Now that we’ve had a sell-off on Wall Street as well as globally and Bitcoin has performed as if on a roller-coaster, some people are asking “What about real estate?” I’ll give you my answer to that question by taking a look at past corrections in the Sedona market and seeing what current conditions are likely to influence our market.
Digging through my dusty Sedona archives, which go back 30 years to 1987, I found three occasions on which the local real estate market slipped by more than ten percent in volume year over year – 1991, 1995 and 2006. The first saw a 42% drop, the second a 12% fall and the third a 42% drop; funnily enough, it was only in 2006 that property prices fell and they continued to fall for four years before stabilizing in 2010. Moreover, in 2017 we had still not regained the highs of 2005 in either volume or average prices, in fact we were still more than 20% below either of them. That doesn’t sound like an overheated market to me.
Conditions have changed dramatically also. In 2005 the lending business was out of control with companies offering to lend at 105% of appraised value and qualifying for a loan basically involved being able to fog a mirror. The Dodd Frank Act took care of such lax standards and nowadays loan qualifying and processing is a rigorous affair because lenders can be on the hook financially for the bad loans that they approve – that always focuses the mind!
Nor have values/pricing gotten out of hand. As I mentioned earlier, land in general and homes in the more expensive price ranges are still below previous highs and only modest price increases in the 1% to 3% range are projected for 2018. That means that affordability is less of an issue than before previous corrections, when prices had spiraled by ten or twenty percent. Underpinning that affordability issue, wages are rising roughly in line with inflation at about 3%, despite a tight labor market, so your average, working American will not be able to qualify for a much larger loan.

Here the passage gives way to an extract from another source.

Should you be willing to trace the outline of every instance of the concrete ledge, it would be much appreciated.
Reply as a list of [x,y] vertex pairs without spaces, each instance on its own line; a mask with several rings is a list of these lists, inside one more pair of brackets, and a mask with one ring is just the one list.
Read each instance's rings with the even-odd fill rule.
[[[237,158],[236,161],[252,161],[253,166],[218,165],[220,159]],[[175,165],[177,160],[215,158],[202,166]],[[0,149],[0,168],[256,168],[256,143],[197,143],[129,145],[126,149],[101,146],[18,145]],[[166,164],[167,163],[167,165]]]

So, if the market is stable, will we have another correction? Yes, we will, but my guess is that we still have a few more years to go of a healthy, but not frothy, Sedona market. One thing that could ruin my prediction would be an event of national importance such as accelerating inflation or war or a local natural disaster – remember what happened to values years ago in Lake Havasu City when they closed the lake due to life-threatening contamination? Cross your fingers and toes, pray for more rain and all will be well!